2. — Le Bilçar ne délibérait pas par lui-même ; ses membres n'avaient pas à voter. Chacun d'eux se bornait à rapporter la réponse de sa paroisse aux propositions du sindic, de sorte que, grandes ou petites, toutes les paroisses avaient un droit de vote exactement pareil.



3. — Le Bilçar n'avait rien de régulier dans ses réunions. Il était convoqué quand le syndic le jugeait convenable. Il y a eu des années où il ne s'est pas réuni du tout.



4. — Chaque réunion était partagée en deux séances séparées par huit jours d'intervalle. Dans la première, les abbés écoutaient les propositions du sindic ; dans la deuxième, ils rapportaient les réponses de leurs communautés.
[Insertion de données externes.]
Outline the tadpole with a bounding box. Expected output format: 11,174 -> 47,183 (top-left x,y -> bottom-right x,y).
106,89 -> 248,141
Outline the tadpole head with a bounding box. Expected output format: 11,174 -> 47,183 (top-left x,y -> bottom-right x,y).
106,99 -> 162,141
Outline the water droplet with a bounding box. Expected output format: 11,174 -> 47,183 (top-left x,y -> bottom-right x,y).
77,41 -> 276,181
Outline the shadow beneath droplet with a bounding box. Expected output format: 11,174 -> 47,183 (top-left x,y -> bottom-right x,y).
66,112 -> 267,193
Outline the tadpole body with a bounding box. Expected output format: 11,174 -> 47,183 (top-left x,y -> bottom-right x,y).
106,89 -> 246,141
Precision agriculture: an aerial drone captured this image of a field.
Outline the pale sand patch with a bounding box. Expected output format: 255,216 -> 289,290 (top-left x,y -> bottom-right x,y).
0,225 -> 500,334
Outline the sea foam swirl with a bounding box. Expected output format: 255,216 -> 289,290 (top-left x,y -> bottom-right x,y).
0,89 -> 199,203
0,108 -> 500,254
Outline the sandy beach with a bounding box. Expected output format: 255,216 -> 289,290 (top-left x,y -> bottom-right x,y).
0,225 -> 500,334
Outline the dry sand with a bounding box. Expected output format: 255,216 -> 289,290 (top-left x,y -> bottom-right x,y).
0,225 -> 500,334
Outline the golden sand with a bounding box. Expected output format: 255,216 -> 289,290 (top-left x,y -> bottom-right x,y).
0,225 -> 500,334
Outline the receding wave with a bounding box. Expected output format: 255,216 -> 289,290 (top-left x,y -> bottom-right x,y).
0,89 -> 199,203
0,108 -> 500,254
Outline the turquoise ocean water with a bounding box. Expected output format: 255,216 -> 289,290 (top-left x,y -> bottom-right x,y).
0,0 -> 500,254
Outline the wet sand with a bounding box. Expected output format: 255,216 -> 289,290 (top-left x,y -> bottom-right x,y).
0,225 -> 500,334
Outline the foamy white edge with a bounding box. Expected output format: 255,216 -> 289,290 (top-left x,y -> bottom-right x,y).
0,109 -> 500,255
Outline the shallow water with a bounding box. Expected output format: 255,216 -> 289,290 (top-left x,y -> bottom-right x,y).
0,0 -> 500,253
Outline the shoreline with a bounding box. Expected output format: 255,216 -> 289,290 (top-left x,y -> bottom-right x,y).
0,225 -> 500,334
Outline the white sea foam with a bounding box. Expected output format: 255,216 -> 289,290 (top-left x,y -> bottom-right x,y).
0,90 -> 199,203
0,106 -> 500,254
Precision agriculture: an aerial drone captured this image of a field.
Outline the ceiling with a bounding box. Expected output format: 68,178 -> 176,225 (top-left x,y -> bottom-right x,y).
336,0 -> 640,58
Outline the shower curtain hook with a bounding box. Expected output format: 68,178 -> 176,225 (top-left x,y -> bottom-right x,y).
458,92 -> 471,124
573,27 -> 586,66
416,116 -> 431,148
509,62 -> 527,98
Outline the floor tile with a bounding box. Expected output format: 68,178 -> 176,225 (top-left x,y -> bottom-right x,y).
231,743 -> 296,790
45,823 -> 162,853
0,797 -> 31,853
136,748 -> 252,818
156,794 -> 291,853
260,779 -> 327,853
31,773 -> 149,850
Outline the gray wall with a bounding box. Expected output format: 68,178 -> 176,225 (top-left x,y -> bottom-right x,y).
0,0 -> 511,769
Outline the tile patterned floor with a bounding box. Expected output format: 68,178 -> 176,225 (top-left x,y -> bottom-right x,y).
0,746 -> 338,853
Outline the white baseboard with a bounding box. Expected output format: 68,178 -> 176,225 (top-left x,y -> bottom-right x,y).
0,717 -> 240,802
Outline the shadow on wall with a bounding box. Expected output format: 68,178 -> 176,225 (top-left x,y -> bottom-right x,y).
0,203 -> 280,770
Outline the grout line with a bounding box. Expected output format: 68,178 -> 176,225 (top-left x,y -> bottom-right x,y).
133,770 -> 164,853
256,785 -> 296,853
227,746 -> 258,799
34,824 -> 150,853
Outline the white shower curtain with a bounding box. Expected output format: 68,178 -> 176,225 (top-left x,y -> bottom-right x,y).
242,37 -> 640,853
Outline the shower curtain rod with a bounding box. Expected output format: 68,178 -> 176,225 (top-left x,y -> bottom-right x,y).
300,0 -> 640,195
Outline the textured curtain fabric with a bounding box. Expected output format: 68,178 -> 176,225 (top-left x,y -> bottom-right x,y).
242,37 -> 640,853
Dans chaque paroisse cette réponse était votée par l'Assemblée capitulaire.



Paroisses composant l'ancien pays de Labourd.

Anglet, Arbonne, Arcangues, Ahetze, Ascain, Ainhoa.

Biarritz, Bidart, Briscous, Bassussarry.

Cambo, Ciboure.

Espelette (qui comprenait Sourraïde).

Guéthary.

Hasparren (qui comprenait Bonloc), Halsou, Hendaye.

Louhossoa, Larressorre (qui comprenait Jatxou).

Macaye, Mendionde, Mouguerre (qui s'appelait Saint-Jean-le-Vieux en Labourd).

Sare, Saint-Jean-de-Luz, St-Pée-sur-Nivelle, Saint-Pierre-d'Irube.

Urcuit (qui comprenait Lahonce).

Urrugne (qui comprenait Biriatou et Béhobie).

Ustaritz et Villefranque.



En 1763, les paroisses d'Urt, Guiche et Bardos furent réunies au Labourd pour les affaires administratives. Pour les affaires judiciaires elles restèrent attachées à la seigneurie de Bidache."